INDIANAPOLIS – The day before he and Roger Penske turned the Indianapolis 500 into a two-man chess match with nine 230-mph pawns, Chip Ganassi was asked about his primary rival’s depth.
How concerned was Ganassi now that Penske had four full-time championship-contending Chevrolets?
Standing on the yard of bricks where he’d won two Indianapolis 500s and a Brickyard 400 since Penske’s most recent Indy triumph, Ganassi flashed his Cheshire cat grin.
“You know,” he said. “If he wins the Indy 500, he’ll be the second guy in the club who wins Daytona and Indy in the same year.”
End of answer.
There was no need to leaf through a tome on racing history to know that Ganassi’s response was self-referential.

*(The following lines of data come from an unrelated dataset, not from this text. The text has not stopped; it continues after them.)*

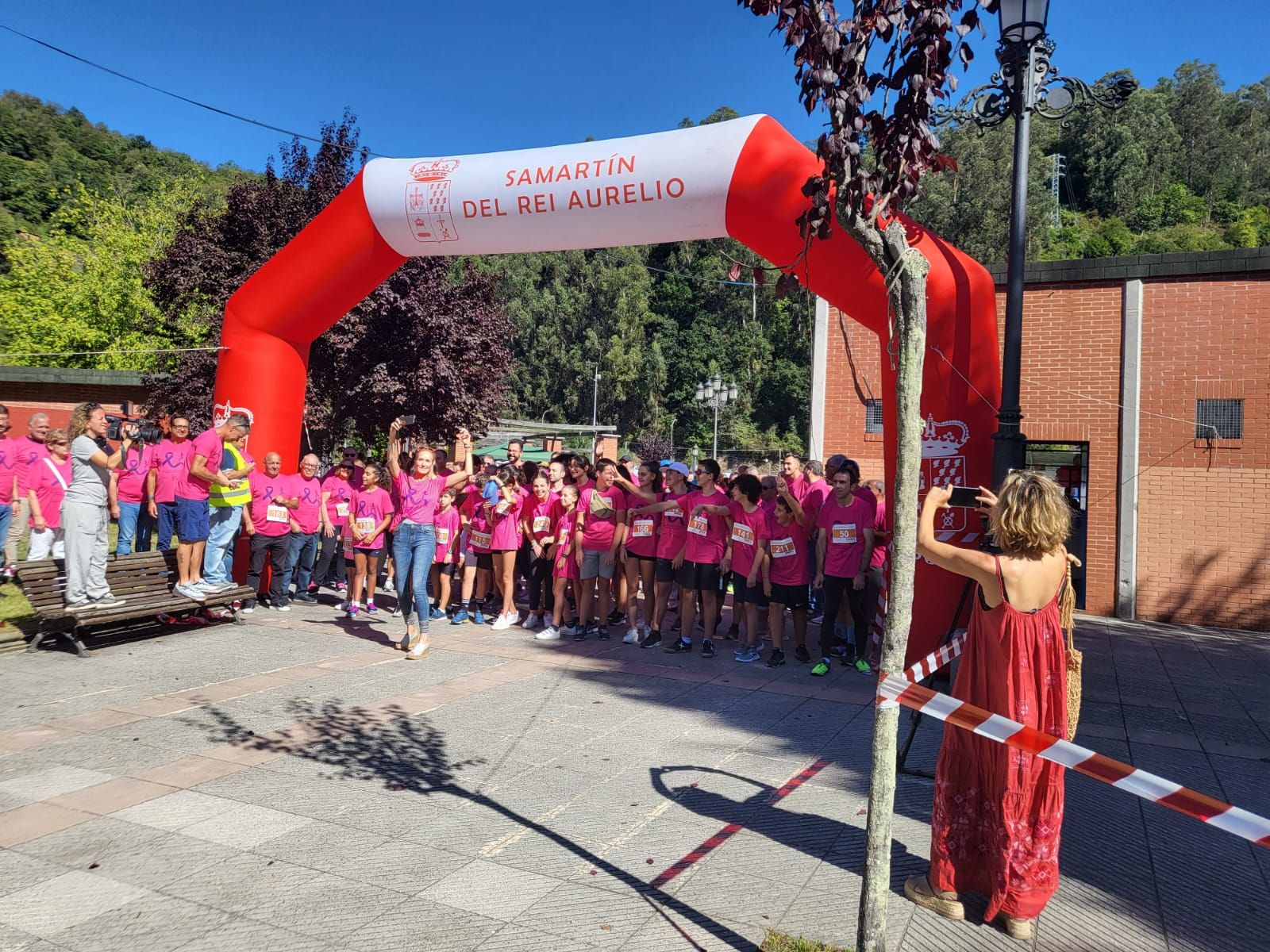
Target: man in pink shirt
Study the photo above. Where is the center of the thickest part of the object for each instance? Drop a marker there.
(8, 465)
(273, 509)
(192, 507)
(305, 527)
(169, 465)
(29, 451)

In 2010, Ganassi won the Daytona 500 with Jamie McMurray and the Indy 500 with Dario Franchitti.
With Juan Pablo Montoya’s second Indy 500 win Sunday, the list now includes Penske, whose Sprint Cup team captured Daytona with Joey Logano three months ago.

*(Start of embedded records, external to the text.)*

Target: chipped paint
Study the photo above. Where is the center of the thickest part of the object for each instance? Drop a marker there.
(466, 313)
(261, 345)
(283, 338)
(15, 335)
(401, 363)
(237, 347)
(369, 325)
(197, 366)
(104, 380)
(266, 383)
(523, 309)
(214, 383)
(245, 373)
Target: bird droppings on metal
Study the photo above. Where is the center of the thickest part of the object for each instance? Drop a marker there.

“(Ganassi) wouldn’t let me in the club,” joked Penske, who has a record 16 wins in the Indy 500. “I finally got in. He sent me a note earlier, he said, ‘Welcome to the club.’ I said, ‘Thanks for the invite.’ ”

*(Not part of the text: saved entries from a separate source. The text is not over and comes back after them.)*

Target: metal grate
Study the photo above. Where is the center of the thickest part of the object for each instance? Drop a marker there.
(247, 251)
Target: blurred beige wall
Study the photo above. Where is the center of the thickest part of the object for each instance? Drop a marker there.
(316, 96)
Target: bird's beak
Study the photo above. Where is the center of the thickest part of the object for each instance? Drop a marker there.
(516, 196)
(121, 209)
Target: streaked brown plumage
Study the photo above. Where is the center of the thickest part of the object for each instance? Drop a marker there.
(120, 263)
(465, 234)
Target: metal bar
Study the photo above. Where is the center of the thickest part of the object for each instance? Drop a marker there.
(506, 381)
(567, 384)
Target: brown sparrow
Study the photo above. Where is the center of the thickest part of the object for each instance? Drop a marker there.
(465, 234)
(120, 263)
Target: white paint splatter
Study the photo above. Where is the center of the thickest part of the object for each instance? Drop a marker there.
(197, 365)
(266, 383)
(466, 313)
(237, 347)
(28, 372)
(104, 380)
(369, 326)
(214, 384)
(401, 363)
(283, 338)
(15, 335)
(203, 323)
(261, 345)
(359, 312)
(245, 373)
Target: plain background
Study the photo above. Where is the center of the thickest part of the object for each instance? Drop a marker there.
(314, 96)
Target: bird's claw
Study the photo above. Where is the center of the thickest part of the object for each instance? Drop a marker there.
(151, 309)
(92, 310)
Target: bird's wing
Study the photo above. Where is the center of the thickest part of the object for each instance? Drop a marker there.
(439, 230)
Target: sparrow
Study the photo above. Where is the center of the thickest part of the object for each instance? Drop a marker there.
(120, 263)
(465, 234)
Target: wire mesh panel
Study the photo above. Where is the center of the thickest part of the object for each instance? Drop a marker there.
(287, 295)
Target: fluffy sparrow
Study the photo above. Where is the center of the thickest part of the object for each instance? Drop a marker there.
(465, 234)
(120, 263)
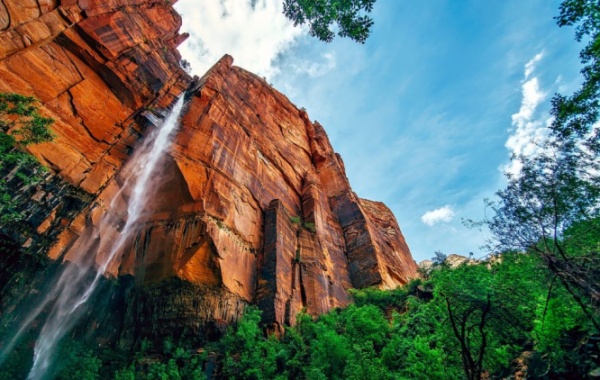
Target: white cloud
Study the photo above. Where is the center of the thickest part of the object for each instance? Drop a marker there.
(254, 35)
(530, 66)
(442, 214)
(529, 131)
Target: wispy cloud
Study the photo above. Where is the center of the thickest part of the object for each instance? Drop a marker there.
(254, 33)
(528, 130)
(442, 214)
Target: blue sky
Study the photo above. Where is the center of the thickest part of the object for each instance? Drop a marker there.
(427, 113)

The statistical nugget embodied the theme of the 99th running of the Indianapolis 500-Mile Race. Of the 200 laps around the 2.5-mile layout, 193 were led by either Penske or Ganassi drivers.
Ganassi led 124 laps between pole-sitter Scott Dixon (race-high 84), Tony Kanaan (30) and Charlie Kimball (10), and Penske paced 69 circuits between Simon Pagenaud (35), Will Power (23), Montoya (9) and Helio Castroneves (2).
Montoya is the common denominator between the powerhouse organizations, having won his first Indy 500 in 2000 with Ganassi. Underscoring the respect of the rivalry, Montoya was stopped before beginning the winner’s convertible victory lap for a hug and hearty congratulations from his former car owner (who also fielded a Sprint Cup car from 2007-13 before he joined Penske).
“We’re still good friends,” Montoya said of Ganassi. “He made a business decision. That’s what it was. He brought his ‘A’ game. We did, as well. I think the big difference is Roger has four bullets to win. Honestly, he really does. I think Chip has two, maybe, where we have four.”
Ganassi fields full-time Chevys for Dixon, Kanaan and Kimball but also entered Sebastian Saavedra and Sage Karam at Indy.
“I told Chip I knew if I ran four (cars), he’d run five,” Penske said with a laugh last week.
Ganassi and Penske, who have combined to win eight of the past nine championships, have the top four drivers (Montoya, Power, Dixon, Castroneves) in the points standings through six races.